Wind and solar energy accounted for nearly a third of all electric power in the UK in 2017 – shading nuclear for the first time.
The low price of renewable energy saw the sector account for 29 percent of all electricity generation compared to nuclear’s 21 percent.
Emma Pinchbeck, executive director of trade body RenewableUK, described the government stats as evidence the move “to a smart, renewables-led energy system is well underway.”
With more than 50 percent now accounting for electricity generated in the UK, it also contributed to a three percent fall in greenhouse gas emissions with less coal being used.
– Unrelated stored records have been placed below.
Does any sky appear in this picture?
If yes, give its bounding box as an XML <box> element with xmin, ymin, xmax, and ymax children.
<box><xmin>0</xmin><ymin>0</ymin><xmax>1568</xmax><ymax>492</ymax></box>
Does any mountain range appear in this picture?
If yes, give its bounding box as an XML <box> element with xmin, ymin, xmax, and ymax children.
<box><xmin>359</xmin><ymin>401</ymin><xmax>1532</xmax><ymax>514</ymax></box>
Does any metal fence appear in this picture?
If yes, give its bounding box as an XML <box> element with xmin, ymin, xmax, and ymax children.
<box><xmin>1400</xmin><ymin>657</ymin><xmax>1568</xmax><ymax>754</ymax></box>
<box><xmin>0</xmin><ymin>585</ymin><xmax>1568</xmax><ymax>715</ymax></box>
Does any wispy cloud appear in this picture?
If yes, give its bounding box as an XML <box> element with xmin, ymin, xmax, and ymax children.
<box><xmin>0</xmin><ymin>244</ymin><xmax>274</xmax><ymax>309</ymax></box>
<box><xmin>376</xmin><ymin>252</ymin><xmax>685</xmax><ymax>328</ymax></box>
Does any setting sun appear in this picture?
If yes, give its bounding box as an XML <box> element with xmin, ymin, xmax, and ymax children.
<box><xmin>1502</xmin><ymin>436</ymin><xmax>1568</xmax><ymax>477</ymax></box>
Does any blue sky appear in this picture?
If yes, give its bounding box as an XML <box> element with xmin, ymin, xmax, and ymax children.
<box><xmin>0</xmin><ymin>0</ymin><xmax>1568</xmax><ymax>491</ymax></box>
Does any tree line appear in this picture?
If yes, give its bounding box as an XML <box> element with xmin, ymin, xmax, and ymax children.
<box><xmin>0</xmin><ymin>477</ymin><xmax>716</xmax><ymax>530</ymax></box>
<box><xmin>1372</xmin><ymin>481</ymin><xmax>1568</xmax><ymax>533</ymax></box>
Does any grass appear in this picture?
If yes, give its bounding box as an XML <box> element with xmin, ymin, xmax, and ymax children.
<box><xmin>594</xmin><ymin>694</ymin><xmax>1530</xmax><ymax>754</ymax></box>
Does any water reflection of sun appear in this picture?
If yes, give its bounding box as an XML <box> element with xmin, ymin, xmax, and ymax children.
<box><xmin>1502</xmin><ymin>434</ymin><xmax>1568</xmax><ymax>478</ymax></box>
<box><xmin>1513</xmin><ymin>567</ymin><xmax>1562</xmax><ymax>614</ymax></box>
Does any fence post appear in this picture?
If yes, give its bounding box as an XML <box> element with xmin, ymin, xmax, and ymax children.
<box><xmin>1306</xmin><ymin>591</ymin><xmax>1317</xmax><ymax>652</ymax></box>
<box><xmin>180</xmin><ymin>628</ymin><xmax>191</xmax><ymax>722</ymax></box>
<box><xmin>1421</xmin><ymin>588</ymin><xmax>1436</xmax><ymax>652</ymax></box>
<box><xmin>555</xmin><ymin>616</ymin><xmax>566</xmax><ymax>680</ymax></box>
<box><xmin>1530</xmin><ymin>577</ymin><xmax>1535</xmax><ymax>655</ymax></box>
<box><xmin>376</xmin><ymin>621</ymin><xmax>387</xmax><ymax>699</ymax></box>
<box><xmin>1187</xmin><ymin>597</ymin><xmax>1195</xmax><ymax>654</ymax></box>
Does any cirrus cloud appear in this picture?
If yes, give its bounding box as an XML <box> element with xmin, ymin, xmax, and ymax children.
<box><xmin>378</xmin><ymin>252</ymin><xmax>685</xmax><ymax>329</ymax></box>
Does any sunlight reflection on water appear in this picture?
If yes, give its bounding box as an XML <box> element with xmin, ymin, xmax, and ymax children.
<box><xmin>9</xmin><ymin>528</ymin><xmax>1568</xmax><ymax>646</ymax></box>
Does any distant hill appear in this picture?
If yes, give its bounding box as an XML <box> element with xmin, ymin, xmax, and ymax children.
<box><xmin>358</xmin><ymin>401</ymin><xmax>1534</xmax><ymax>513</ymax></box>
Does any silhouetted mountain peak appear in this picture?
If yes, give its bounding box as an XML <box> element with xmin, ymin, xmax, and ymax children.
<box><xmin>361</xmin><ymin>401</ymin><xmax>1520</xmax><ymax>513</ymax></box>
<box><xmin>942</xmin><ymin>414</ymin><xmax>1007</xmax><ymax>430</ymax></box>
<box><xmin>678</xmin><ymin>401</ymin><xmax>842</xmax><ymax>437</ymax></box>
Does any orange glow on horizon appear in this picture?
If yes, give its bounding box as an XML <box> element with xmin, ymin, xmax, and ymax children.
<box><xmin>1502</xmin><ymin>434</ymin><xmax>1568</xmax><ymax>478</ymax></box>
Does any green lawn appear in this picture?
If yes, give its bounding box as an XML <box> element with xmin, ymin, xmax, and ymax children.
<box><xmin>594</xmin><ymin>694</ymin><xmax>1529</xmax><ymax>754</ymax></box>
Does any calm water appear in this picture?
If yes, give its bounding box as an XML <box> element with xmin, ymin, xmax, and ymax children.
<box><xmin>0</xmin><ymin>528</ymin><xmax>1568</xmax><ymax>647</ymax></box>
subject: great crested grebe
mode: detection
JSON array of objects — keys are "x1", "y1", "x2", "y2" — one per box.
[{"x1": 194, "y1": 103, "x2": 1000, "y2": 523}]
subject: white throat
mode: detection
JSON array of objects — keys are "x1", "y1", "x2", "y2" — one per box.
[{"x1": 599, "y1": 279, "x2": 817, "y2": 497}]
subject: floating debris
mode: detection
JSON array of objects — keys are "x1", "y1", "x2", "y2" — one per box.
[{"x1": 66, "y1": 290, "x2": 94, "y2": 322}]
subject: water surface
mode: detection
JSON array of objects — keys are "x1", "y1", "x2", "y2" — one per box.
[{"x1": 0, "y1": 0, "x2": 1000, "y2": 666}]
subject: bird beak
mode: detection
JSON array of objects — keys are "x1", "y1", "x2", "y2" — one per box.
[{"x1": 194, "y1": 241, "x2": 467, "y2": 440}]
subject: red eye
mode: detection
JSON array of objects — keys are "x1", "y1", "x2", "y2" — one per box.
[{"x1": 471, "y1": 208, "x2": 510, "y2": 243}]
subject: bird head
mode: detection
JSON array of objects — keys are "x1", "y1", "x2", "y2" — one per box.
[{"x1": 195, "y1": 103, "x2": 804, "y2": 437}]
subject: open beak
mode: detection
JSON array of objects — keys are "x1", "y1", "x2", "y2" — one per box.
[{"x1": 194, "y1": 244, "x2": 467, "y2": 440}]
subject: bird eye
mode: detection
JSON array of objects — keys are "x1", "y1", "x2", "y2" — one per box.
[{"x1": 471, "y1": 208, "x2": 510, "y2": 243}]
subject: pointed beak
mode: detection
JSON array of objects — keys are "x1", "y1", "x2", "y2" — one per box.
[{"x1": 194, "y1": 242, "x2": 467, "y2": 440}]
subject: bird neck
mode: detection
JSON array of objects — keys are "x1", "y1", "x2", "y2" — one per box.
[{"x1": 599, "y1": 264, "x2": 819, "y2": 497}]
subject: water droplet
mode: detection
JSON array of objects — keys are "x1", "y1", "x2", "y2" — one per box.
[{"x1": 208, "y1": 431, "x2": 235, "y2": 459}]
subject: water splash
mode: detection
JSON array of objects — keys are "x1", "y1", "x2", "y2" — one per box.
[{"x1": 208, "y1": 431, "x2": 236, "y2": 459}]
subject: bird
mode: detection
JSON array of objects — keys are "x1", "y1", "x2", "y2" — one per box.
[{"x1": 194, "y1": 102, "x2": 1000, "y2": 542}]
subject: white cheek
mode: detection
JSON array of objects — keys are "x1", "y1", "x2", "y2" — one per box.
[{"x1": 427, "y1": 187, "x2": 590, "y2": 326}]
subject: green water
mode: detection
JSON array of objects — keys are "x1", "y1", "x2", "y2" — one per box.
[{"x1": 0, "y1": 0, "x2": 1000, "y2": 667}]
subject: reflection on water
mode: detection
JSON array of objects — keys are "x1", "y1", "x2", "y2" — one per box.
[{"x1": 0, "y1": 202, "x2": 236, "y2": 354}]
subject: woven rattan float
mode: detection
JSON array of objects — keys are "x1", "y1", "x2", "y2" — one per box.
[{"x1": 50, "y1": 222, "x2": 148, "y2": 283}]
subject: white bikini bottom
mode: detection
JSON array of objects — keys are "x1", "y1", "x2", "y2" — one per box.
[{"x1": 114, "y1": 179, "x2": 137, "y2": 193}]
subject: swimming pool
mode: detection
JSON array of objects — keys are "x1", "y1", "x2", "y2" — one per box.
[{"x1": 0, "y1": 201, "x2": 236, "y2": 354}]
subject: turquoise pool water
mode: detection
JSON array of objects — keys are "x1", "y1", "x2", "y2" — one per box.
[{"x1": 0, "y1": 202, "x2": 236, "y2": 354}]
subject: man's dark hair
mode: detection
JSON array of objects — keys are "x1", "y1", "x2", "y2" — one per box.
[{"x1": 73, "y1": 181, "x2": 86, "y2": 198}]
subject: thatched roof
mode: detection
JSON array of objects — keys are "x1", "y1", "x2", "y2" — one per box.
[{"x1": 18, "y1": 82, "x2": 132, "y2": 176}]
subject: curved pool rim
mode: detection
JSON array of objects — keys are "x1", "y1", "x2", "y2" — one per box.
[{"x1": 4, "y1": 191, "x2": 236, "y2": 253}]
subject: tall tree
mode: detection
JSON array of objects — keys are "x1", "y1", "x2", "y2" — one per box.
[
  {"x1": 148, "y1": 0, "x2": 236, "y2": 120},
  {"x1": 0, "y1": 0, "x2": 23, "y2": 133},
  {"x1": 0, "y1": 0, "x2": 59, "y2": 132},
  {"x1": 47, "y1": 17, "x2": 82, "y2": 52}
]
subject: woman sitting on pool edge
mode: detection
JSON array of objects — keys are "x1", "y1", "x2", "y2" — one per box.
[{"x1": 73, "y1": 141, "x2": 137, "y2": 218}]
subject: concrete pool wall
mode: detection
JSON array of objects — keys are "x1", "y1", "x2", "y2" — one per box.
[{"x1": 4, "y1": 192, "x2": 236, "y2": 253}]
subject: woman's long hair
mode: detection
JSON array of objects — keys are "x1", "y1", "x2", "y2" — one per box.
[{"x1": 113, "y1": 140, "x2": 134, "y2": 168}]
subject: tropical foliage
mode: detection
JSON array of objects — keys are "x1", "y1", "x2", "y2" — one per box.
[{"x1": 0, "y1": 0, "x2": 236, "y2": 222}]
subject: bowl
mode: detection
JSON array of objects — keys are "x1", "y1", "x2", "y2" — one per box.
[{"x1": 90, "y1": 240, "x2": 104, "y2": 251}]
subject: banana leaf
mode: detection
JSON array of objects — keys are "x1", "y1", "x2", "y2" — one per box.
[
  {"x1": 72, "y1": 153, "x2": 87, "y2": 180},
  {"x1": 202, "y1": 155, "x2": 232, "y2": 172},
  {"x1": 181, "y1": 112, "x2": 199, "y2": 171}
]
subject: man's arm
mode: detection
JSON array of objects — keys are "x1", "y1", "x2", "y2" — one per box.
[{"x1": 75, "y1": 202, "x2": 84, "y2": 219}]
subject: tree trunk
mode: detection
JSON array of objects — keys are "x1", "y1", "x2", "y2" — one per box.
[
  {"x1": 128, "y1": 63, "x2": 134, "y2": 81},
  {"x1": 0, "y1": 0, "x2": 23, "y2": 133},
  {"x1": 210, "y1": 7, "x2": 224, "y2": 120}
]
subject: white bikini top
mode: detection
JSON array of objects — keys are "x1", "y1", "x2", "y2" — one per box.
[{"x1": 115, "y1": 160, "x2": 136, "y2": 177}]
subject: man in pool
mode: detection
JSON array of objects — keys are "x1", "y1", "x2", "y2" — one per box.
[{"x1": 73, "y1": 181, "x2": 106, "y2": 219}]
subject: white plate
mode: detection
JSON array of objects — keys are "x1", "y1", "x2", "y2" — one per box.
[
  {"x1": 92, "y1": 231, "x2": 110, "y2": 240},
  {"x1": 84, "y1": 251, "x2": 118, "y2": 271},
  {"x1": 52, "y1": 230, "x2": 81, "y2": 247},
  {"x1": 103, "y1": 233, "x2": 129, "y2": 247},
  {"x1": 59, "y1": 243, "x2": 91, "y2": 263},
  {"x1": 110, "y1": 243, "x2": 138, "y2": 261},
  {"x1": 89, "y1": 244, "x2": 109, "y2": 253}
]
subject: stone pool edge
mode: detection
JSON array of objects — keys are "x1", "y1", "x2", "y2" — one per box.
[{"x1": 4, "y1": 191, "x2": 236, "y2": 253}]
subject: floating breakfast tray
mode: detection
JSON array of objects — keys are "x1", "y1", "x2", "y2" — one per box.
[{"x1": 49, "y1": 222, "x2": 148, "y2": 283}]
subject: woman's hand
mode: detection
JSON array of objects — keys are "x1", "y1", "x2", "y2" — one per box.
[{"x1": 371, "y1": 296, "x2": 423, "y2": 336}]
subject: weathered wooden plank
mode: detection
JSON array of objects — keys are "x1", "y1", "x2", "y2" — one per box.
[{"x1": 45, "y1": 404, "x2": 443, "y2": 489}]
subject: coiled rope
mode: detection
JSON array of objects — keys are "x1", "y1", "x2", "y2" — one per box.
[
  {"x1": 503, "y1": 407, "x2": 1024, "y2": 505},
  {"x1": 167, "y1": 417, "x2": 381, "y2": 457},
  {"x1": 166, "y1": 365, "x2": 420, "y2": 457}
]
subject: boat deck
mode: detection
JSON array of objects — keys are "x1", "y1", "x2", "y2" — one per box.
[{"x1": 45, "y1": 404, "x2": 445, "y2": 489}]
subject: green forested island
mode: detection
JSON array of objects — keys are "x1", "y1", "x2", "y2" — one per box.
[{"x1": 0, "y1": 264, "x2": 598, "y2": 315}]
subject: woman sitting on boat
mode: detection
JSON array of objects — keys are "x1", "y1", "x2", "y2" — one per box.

Ms Pinchbeck said wind accounted for 15 percent of all UK power generation in 2017, lending support to calls from renewable energy leaders for the government to end its ban on wind-power subsidies.
“The cost of new offshore wind halved in 2017 and onshore wind is already the cheapest of any new power source in the UK,” she commented.
“It’s vital new onshore wind should be allowed to compete in the market for the sake of consumers.”
Wind energy has increased, the Department for Business, Energy and Industrial Strategy figures revealed, due to increased capacity and higher wind speeds.
More revealing is that renewable energy output is ten times higher than coal, which is higher than the two in 2012.
Nina Schrank, energy campaigner for Greenpeace UK, said the low prices of renewables would continue as a trend over the next 10 years due to greater capacity from new offshore wind farms.
Environmental experts have now called for the government to redress the balance in favour of wind power against investing in nuclear infrastructure.
Ms Pinchbeck said the government should capitalise on “our global lead in this area” and “stop wasting time on nuclear power” which she said, “was a failing and increasingly obsolete technology.”